Öyle kadınlar var ki; eşini sinirlendirmekten özel bir zevk alır. Onu öfkelendirecek olaylara çanak tutar, eşi bağırdıkça kadın bu durumdan âdeta keyiflenir..
İşte bu sözler Psikiyatrist Prof. Dr. Nevzat Tarhan’a ait… Böyle kadınların, “sado-mazohist olduğunu yani, başkasına ve kendisine acı çektirmekten zevk aldığını belirterek şöyle dedi:
Kocasını döven kadınlar var
Amerika’da yapılan bir araştırmada ise, her yıl, bin beş yüz kadının eşi tarafından öldürüldüğü, iki milyon kadının dövülerek yaralandığı, yirmi bir bin kadının da, kocası tarafından tartaklandığı için hastaneye yatırıldığı ortaya çıkmıştır.
Türkiye’de, eşi tarafından dayak yiyerek öldürülen kadınlarla ilgili bir istatistik bulunmamaktadır. Şiddetin bu derece yüksek olmasında, alkol yüzde 60-70 oranında yer tutuyor...
Şiddet uygulayan eşlerde depresyon puanı yüksek çıkıyor. Kişiler, depresyon içinde bulunmalarına rağmen, durumlarının farkında olmadıkları için tedavi görememektedirler. Şiddetin başka bir sebebi de, tarafların şiddetten hoşlanmasıdır. Taraflardan biri öfkeden, bağırmaktan zevk alır. Maganda erkek tipi kendisine şiddet uygulanmasına çanak tutar ve bundan cinsel hazza benzer bir zevk alır. Zamanla şiddet artık bir iletişim biçimi haline dönüşür.
Cinsel şiddet de var
Şiddet deyince, sadece el kaldırma ve yaralama biçiminde ortaya çıkan, fiziksel şiddet anlaşılmamalıdır. Bunun dışında cinsel şiddet de vardır. Karı koca arasındaki cinsel şiddet, erkeğin kadına tecavüz etmesidir. Bilim çevrelerinde, ‘Kocası karısına tecavüz ederse, bu cinsel şiddet midir, değil midir?’ ‘ Erkek cinsel ilişki istiyor diye kadın ‘evet’ demek zorunda mıdır?’ tartışmaları sürmektedir... Kadın istemediği halde, erkek onunla birlikte oluyorsa, bu olay cinsel şiddet kapsamına girebilir... Toplumumuzda bu tür cinsel şiddet oldukça çok yaşanmaktadır.
Kadın kadınlığını unutmamalı
Erkek, cinsellikte sonucu, kadın ise iyi ilişkiyi ve aradaki duyguları düşünür. Bu sebeple kadın -erkek ilişkilerindeki duygularla, ana-baba ilişkilerindeki duygular birbirlerine karıştırılmamalıdır.

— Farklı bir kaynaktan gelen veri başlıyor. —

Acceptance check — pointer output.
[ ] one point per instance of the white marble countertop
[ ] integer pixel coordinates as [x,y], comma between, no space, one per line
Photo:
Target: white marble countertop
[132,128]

Evlendikten ve çocuk sahibi olduktan sonra kadın eşini eş gibi değil, çocuklarının babası, erkek de eşini karısı gibi değil, çocuklarının annesi olarak görmeye başlıyor. Yatak odasındaki kimlikle, çocuk odasındaki kimlik ayrı tutulması gerekiyor. Kadın kadınlık kimliğini unutmamalıdır. Erkek de, baba kimliğini çok benimsediği zaman, karısının duygularını önemsemeyebileceğini aklından çıkarmamalıdır.
Evlilikler, aşkla başlıyor ama…
Evlilik aşkla başlar, bir müddet sonra güç mücadelesine dönüşür. Bu mücadele esnasında iki taraf da kendi kimliğini koruma çabasındadır. Bu durum ortalama her evliliğin geçirdiği normal aşamalardandır. Ancak bu çekişme tarafları şiddete de götürebilir...

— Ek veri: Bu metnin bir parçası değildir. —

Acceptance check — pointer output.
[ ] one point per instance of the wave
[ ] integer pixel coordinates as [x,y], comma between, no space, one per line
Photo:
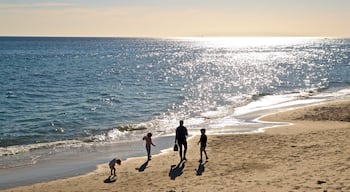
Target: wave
[13,150]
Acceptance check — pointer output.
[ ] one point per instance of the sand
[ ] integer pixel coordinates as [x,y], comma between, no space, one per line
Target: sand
[312,154]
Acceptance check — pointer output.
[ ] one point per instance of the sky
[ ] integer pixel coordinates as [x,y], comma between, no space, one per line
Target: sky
[175,18]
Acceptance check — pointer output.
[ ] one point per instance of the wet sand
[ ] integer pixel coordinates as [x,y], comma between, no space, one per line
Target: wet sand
[312,154]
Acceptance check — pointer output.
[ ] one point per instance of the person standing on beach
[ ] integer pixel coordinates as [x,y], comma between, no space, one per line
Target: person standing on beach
[148,139]
[112,165]
[203,142]
[181,139]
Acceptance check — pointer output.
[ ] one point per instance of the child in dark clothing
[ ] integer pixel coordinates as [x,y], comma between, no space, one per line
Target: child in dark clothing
[148,139]
[203,142]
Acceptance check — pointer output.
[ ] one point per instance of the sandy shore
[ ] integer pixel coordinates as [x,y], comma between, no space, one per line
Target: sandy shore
[313,154]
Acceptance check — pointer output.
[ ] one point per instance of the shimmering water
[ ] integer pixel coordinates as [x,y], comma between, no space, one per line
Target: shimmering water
[64,91]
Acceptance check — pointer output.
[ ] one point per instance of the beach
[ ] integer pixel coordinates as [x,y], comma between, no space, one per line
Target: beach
[310,154]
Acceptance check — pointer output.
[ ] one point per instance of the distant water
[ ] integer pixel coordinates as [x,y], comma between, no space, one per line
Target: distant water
[58,92]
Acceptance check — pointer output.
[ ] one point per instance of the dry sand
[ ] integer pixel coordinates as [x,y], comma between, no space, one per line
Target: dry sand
[313,154]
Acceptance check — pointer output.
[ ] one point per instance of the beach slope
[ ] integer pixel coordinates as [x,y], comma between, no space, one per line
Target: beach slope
[312,154]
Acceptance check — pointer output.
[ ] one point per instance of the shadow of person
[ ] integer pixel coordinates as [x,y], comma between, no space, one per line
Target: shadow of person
[110,179]
[176,170]
[201,168]
[142,167]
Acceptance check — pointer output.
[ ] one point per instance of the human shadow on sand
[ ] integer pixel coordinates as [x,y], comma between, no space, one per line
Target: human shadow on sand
[201,168]
[111,179]
[176,170]
[142,167]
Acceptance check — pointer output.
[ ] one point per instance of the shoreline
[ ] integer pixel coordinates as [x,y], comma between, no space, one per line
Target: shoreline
[307,155]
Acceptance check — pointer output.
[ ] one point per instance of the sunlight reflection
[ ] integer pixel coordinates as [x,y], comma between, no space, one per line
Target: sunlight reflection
[249,41]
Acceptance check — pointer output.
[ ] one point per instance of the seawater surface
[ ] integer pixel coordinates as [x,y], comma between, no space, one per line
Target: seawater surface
[73,94]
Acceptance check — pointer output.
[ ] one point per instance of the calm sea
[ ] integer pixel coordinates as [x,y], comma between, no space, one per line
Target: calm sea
[60,92]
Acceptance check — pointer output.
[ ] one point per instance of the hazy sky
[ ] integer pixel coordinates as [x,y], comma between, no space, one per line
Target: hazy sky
[175,18]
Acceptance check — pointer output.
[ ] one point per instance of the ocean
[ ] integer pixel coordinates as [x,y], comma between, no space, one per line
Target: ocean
[62,97]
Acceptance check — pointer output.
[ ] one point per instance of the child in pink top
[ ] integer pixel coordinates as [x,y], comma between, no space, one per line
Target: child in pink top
[148,139]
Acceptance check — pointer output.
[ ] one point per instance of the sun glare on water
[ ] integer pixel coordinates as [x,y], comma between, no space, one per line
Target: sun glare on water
[248,41]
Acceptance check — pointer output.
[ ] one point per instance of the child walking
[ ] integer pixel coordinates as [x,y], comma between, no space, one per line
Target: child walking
[148,139]
[203,142]
[112,165]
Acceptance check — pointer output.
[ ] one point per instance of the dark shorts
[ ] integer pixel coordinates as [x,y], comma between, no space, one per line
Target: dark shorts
[182,142]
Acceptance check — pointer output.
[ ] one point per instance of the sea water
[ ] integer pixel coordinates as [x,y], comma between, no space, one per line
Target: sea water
[71,95]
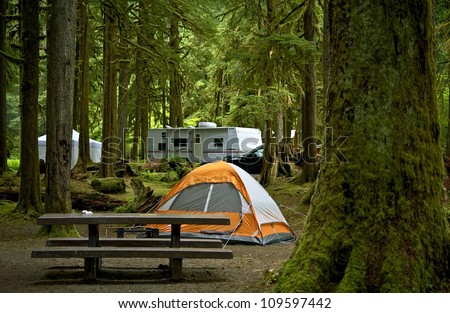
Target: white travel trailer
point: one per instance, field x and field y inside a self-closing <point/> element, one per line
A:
<point x="205" y="143"/>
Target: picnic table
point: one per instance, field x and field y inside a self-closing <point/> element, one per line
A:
<point x="94" y="251"/>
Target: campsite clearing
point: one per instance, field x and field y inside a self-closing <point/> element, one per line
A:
<point x="252" y="269"/>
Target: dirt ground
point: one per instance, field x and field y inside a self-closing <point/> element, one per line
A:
<point x="246" y="272"/>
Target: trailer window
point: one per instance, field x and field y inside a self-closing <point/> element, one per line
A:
<point x="218" y="142"/>
<point x="162" y="146"/>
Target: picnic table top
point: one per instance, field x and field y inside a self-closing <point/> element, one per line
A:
<point x="131" y="218"/>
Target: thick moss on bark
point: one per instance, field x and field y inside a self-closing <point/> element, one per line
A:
<point x="376" y="222"/>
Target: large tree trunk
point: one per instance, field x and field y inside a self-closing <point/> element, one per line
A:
<point x="176" y="112"/>
<point x="310" y="166"/>
<point x="376" y="222"/>
<point x="447" y="150"/>
<point x="110" y="148"/>
<point x="83" y="145"/>
<point x="29" y="200"/>
<point x="3" y="134"/>
<point x="124" y="80"/>
<point x="60" y="89"/>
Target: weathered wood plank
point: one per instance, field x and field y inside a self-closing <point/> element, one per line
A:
<point x="136" y="242"/>
<point x="131" y="252"/>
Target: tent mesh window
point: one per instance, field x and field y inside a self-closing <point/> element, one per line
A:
<point x="208" y="198"/>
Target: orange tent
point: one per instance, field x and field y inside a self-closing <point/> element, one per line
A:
<point x="226" y="189"/>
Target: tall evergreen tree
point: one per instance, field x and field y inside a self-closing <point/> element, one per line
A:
<point x="29" y="201"/>
<point x="3" y="134"/>
<point x="84" y="149"/>
<point x="61" y="38"/>
<point x="110" y="149"/>
<point x="376" y="222"/>
<point x="310" y="166"/>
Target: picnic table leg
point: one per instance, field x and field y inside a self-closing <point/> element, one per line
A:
<point x="176" y="264"/>
<point x="92" y="265"/>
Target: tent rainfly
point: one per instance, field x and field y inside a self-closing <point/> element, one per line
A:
<point x="95" y="148"/>
<point x="226" y="189"/>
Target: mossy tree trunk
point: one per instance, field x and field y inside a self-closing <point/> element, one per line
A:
<point x="3" y="135"/>
<point x="376" y="222"/>
<point x="83" y="145"/>
<point x="110" y="142"/>
<point x="29" y="202"/>
<point x="61" y="34"/>
<point x="310" y="166"/>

Eşler, eğer akıllı davranırlarsa, bir süre sonra orta noktada buluşabilirler. Bu safhadan sonra evlilik bağları gelişmeye başlayacaktır. Evlilik asla şansa bırakılacak bir konu değildir.

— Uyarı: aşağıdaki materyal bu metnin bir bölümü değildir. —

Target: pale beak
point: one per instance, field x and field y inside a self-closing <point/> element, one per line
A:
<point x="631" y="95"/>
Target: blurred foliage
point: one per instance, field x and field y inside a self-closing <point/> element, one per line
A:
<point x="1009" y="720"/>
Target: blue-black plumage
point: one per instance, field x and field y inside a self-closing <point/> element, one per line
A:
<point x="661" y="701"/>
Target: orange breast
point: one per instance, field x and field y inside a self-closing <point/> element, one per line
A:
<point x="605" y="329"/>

Ekonomik bağımsızlık, güç mücadelesinde önemli bir unsur olmakla birlikte, taraflar bunu duygusal şiddete sebep olacak bir silah gibi kullanmamalıdır. Silah olarak aklını kullanan insanlar, hem ezilmeden, hem de karşı tarafı ezmeden, bu beraberlikten kazanımla çıkabilir. Böylece nitelikli bir evlilik oluşmaya başlar.
Erkeğin cinsel ihtiyacını gidermemek erkeğe, kadının sevilmek ve değer verilmek ihtiyacını umursamamak kadına yönelik bir şiddettir. Şiddet sadece fiziksel bir unsur olarak düşünülmemelidir.”